Amazon Web Services¶
This small tutorial wall walk through how to run the Flux Operator (from a development standpoint) on AWS.
Install¶
You should first install eksctrl and make sure you have access to an AWS cloud (e.g., with credentials or similar in your environment). E.g.,:
export AWS_ACCESS_KEY_ID=xxxxxxxxxxxxxxxxxxx
export AWS_SECRET_ACCESS_KEY=xxxxxxxxxxxxxxxxxxxxxxxxxxxxxxx
export AWS_SESSION_TOKEN=xxxxxxxxxxxxxxxxxxxxxxxxxxxxxxxxxx
The last session token may not be required depending on your setup. We assume you also have kubectl.
Setup SSH¶
You’ll need an ssh key for EKS. Here is how to generate it:
ssh-keygen
# Ensure you enter the path to ~/.ssh/id_eks
This is used so you can ssh (connect) to your workers!
Create Cluster¶
Next, let’s create our cluster using eksctl “eks control.” IMPORTANT you absolutely need to choose a size that has IsTrunkingCompatible true. Here is an example configuration. Note that we are choosing zones that works for our account (this might vary for you) and an instance size that is appropriate for our workloads. Also note that we are including the path to the ssh key we just generated.
apiVersion: eksctl.io/v1alpha5
kind: ClusterConfig
metadata:
name: flux-operator
region: us-east-1
version: "1.22"
availabilityZones: ["us-east-1a", "us-east-1b", "us-east-1d"]
managedNodeGroups:
- name: workers
instanceType: c5.xlarge
minSize: 4
maxSize: 4
labels: { "fluxoperator": "true" }
ssh:
allow: true
publicKeyPath: ~/.ssh/id_eks.pub
Given the above file eks-cluster-config.yaml
we create the cluster as follows:
$ eksctl create cluster -f eks-cluster-config.yaml
🚧️ Warning! 🚧️ The above takes 15-20 minutes! Go have a party! Grab an avocado! 🥑️ And then come back and view your nodes.
$ kubectl get nodes
NAME STATUS ROLES AGE VERSION
ip-192-168-28-166.ec2.internal Ready <none> 4m58s v1.22.12-eks-be74326
ip-192-168-4-145.ec2.internal Ready <none> 4m27s v1.22.12-eks-be74326
ip-192-168-49-92.ec2.internal Ready <none> 5m3s v1.22.12-eks-be74326
ip-192-168-79-92.ec2.internal Ready <none> 4m57s v1.22.12-eks-be74326
Deploy Operator¶
To deploy the Flux Operator, choose one of the options here to deploy the operator.

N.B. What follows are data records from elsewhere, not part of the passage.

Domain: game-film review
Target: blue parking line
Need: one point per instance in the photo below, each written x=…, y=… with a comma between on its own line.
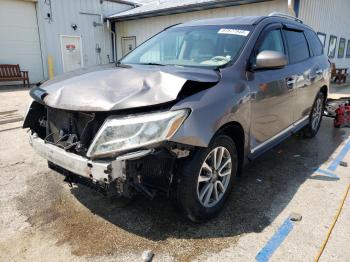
x=335, y=163
x=325, y=172
x=276, y=240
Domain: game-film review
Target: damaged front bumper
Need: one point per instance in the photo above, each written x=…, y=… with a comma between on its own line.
x=98, y=171
x=145, y=171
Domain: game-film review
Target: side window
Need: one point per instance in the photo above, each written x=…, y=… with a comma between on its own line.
x=272, y=42
x=297, y=46
x=314, y=43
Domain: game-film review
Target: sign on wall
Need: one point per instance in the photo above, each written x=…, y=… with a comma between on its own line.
x=72, y=55
x=128, y=44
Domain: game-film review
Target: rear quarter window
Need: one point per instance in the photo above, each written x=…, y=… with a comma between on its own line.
x=314, y=43
x=298, y=49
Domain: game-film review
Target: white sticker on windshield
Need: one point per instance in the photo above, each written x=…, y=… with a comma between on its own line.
x=233, y=31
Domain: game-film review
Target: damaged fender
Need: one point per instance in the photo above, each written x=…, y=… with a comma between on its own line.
x=115, y=88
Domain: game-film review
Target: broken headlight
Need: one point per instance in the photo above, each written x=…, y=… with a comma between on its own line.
x=125, y=133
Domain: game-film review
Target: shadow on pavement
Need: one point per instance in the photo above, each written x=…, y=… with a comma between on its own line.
x=267, y=186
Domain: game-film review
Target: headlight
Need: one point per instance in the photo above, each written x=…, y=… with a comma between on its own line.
x=124, y=133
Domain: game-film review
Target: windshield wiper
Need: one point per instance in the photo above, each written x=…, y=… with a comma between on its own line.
x=151, y=63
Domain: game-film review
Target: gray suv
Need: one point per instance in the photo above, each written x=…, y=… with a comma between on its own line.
x=183, y=112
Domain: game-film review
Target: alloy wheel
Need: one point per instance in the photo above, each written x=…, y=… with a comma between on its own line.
x=214, y=176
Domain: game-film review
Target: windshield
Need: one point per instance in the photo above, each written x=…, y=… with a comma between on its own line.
x=196, y=46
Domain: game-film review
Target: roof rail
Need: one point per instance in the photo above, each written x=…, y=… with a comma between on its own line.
x=278, y=14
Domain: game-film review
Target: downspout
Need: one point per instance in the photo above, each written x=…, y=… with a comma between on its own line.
x=291, y=8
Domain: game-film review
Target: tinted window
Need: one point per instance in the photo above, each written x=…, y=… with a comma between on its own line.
x=272, y=42
x=297, y=46
x=315, y=43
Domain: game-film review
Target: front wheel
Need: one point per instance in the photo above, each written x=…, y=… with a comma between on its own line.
x=315, y=117
x=205, y=180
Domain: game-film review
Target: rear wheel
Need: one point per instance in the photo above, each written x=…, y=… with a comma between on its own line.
x=205, y=180
x=315, y=118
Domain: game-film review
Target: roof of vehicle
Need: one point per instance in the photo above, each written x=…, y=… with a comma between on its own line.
x=237, y=20
x=166, y=7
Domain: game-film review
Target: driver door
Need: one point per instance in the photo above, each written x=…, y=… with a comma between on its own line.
x=273, y=94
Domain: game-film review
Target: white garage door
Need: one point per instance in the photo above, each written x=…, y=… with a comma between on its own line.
x=19, y=39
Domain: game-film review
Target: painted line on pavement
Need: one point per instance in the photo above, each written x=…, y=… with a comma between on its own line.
x=275, y=241
x=325, y=172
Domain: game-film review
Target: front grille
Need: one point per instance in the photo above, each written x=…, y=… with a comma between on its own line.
x=70, y=130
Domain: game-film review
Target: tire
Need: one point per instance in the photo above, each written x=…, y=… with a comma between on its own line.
x=191, y=194
x=315, y=118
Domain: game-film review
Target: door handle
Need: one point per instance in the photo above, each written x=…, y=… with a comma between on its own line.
x=290, y=82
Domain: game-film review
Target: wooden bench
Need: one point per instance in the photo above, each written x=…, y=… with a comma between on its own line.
x=13, y=73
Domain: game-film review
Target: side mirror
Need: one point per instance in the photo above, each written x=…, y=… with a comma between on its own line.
x=270, y=60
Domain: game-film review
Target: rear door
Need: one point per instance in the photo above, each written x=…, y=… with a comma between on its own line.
x=272, y=106
x=302, y=72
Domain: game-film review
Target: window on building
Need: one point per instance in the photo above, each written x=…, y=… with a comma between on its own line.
x=332, y=46
x=298, y=49
x=341, y=48
x=322, y=38
x=314, y=42
x=272, y=42
x=348, y=50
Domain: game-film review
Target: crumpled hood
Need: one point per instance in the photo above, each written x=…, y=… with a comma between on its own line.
x=113, y=88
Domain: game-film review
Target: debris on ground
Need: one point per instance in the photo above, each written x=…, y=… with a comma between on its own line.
x=343, y=163
x=295, y=217
x=147, y=255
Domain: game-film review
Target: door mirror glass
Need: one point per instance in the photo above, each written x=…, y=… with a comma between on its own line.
x=270, y=60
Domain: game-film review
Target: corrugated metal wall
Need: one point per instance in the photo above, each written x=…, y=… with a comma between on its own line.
x=330, y=18
x=83, y=13
x=147, y=27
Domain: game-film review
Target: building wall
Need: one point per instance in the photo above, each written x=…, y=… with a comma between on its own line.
x=83, y=13
x=147, y=27
x=19, y=38
x=330, y=18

Whether you apply a yaml file, use flux-cloud or clone the repository and make deploy
you will see the operator install to the operator-system
namespace.
...
namespace/operator-system created
customresourcedefinition.apiextensions.k8s.io/miniclusters.flux-framework.org unchanged
serviceaccount/operator-controller-manager created
role.rbac.authorization.k8s.io/operator-leader-election-role created
clusterrole.rbac.authorization.k8s.io/operator-manager-role configured
clusterrole.rbac.authorization.k8s.io/operator-metrics-reader unchanged
clusterrole.rbac.authorization.k8s.io/operator-proxy-role unchanged
rolebinding.rbac.authorization.k8s.io/operator-leader-election-rolebinding created
clusterrolebinding.rbac.authorization.k8s.io/operator-manager-rolebinding unchanged
clusterrolebinding.rbac.authorization.k8s.io/operator-proxy-rolebinding unchanged
configmap/operator-manager-config created
service/operator-controller-manager-metrics-service created
deployment.apps/operator-controller-manager created
Ensure the operator-system
namespace was created:
$ kubectl get namespace
NAME STATUS AGE
default Active 12m
kube-node-lease Active 12m
kube-public Active 12m
kube-system Active 12m
operator-system Active 11s
$ kubectl describe namespace operator-system
Name: operator-system
Labels: control-plane=controller-manager
kubernetes.io/metadata.name=operator-system
Annotations: <none>
Status: Active
No resource quota.
No LimitRange resource.
And you can find the name of the operator pod as follows:
$ kubectl get pod --all-namespaces
<none>
operator-system operator-controller-manager-6c699b7b94-bbp5q 2/2 Running 0 80s 192.168.30.43 ip-192-168-28-166.ec2.internal <none> <none>
Make your namespace for the flux-operator custom resource definition (CRD):
$ kubectl create namespace flux-operator
Then apply your CRD to generate the MiniCluster (default should be size 4, the max nodes of our cluster):
$ make apply
# OR
$ kubectl apply -f config/samples/flux-framework.org_v1alpha1_minicluster.yaml
And now you can get logs for the manager:
$ kubectl logs -n operator-system operator-controller-manager-6c699b7b94-bbp5q
You’ll see “errors” that the ip addresses aren’t ready yet, and the operator
will reconcile until they are. You can add -f
so the logs hang to watch:
$ kubectl logs -n operator-system operator-controller-manager-6c699b7b94-bbp5q -f
Once the logs indicate they are ready, you can look at the listing of nodes and the log for the indexed job (which choosing one pod randomly to show):
$ make list
kubectl get -n flux-operator pods
NAME READY STATUS RESTARTS AGE
flux-sample-0-zfmzc 1/1 Running 0 2m11s
flux-sample-1-p2hh5 1/1 Running 0 2m11s
flux-sample-2-zs4h6 1/1 Running 0 2m11s
flux-sample-3-prtn9 1/1 Running 0 2m11s
And when the containers are running, in the logs you’ll see see lots of cute emojis to indicate progress, and then the start of your server! You’ll need an exposed host to see the user interface, or you can interact to submit jobs via the RESTful API. A Python client is available here.
Clean up¶
Make sure you clean everything up!
$ make undeploy
And then:
$ eksctl delete cluster -f eks-cluster-config.yaml
It might be better to add --wait
, which will wait until all resources are cleaned up:
$ eksctl delete cluster -f eks-cluster-config.yaml --wait
Either way, it’s good to check the web console too to ensure you didn’t miss anything.